Path: utzoo!utgpu!news-server.csri.toronto.edu!cs.utexas.edu!usc!apple!agate!shelby!portia.stanford.edu!whirlwind.Stanford.EDU!wan
From: wan@whirlwind.Stanford.EDU (Eric A. Wan)
Newsgroups: comp.ai.neural-nets
Subject: Re: Backpropagation with Newton's Method, and recurrence.  Source code.
Message-ID: <1990Nov21.213353.16460@portia.Stanford.EDU>
Date: 21 Nov 90 21:33:53 GMT
References: <7607@uwm.edu> <1248@helens.Stanford.EDU> <7684@uwm.edu>
Sender: news@portia.Stanford.EDU (USENET News System)
Organization: Stanford University, California, USA
Lines: 92

In article <7684@uwm.edu> markh@csd4.csd.uwm.edu (Mark William Hopkins) writes:
>In article <1248@helens.Stanford.EDU> wan@isl.Stanford.EDU (Eric A. Wan) writes:
>>You mention the method does not work well for f(x) = x^2.  In fact, Newton's
>>Method applied to the gradient of x^2 converges in one step.
>
>You lost me here.  Try using Newton's method to find a zero of x^2.  This is
>what I was describing.  It has the same (relatively poor) performance as
>binary search:
>
>		  x[n+1] = x[n] -  x[n]^2/(2*x[n]) = 1/2 * x[n].
>

I think you still don't quite understand what we mean.  Near the
current value of X_k look at the first two terms of the Taylor
expansion:

    f(X) = f(X_k) + grad(f)(X-X_k) + (1/2)[(X-X_k)^T]*H*(X-X_k) + O(X^3)
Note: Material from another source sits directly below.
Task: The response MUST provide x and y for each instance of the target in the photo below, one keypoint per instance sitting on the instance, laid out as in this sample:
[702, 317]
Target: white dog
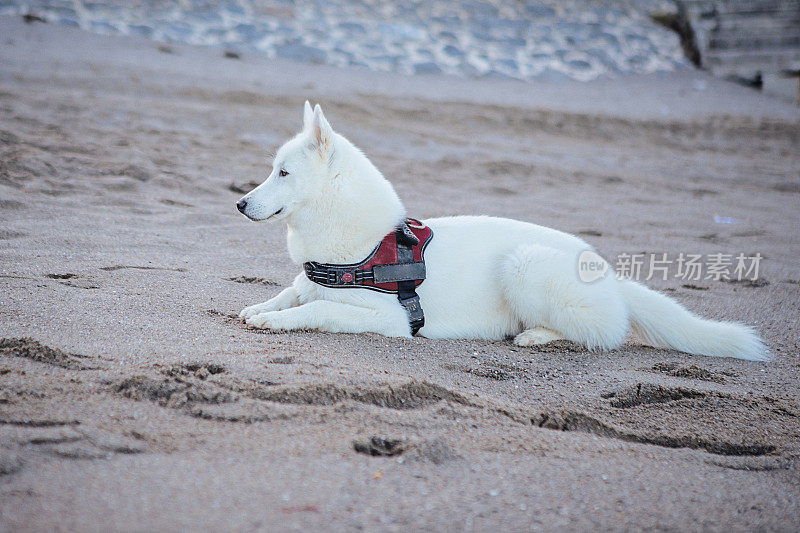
[487, 278]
Now take the gradient of the equation (dropping higher order terms)

   grad(f) = grad(f(X_k)) + H*(X-X_k) 

Using Newton's to find the zero of the gradient (which corresponds to
a minimum if H is positive definite) yields the following algorithm

    X_{k+1) = X_k - H^(-1)*grad(f)      (1)
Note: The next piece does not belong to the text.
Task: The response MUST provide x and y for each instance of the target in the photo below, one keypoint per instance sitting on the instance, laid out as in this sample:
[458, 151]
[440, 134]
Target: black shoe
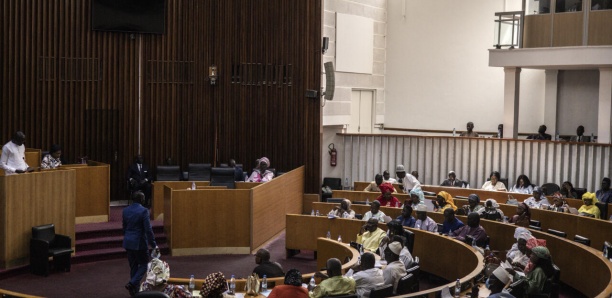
[130, 288]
This is the version of Newton's Method for minimizing a function found
in most optimization texts.

Now consider the example of f(x) = x^2.  (grad = 2x, H = grad(grad) = 2)
From equation (1) with any initial value of x = x_0
 
   x_1 = x_0 - (1/2)*2x_0 = x_0 - x_0 = 0

One step convergence to the minimum!  For any general hyperdimensional
quadratic one step convergence is also attained (not so if you search
for a zero). 
   
>You have to concede: it's a valid point to say that the goal is to find a zero
>or near-zero of the error function.  It's no use finding any minima if they
>aren't 'near' zero.  And if there aren't any minima AT ALL near a zero on the
>surface, then how could it even make sense to talk about convergence in the
>first place?  A "solution" with a significant error is simply not a solution,
>even if it's "optimum".

Sorry, but we don't agree.  The goal of training neural networks is
finding a minimum which doesn't have to be a zero.  For a simple
example, suppose you want to classify points drawn from two highly
overlapping Gaussian distributions.  In this case the optimal solution
will have a large error.  If the network were to have a large number
of weights, you could cause it to classify the points in your training
set perfectly, and the error of the trained system would be very close
to zero.  Such a network, however, would perform very poorly outside
the training set because you are overfitting the training data.  In
order for good generalization in this situation, you must use a very
small network which is capable of implementing a function not much
more complex than the optimal boundary (which is a hyperellipsoid or a
hyperplane, depending on the relative covariance of the two
distributions).  In this case the minimum solution will clearly have a
large error.  This sort of situation occurs often in real
classification problems.  For the most part, the only case where this
is not true to some extent is in contrived logic problems that are
probably better solved by something other than neural networks.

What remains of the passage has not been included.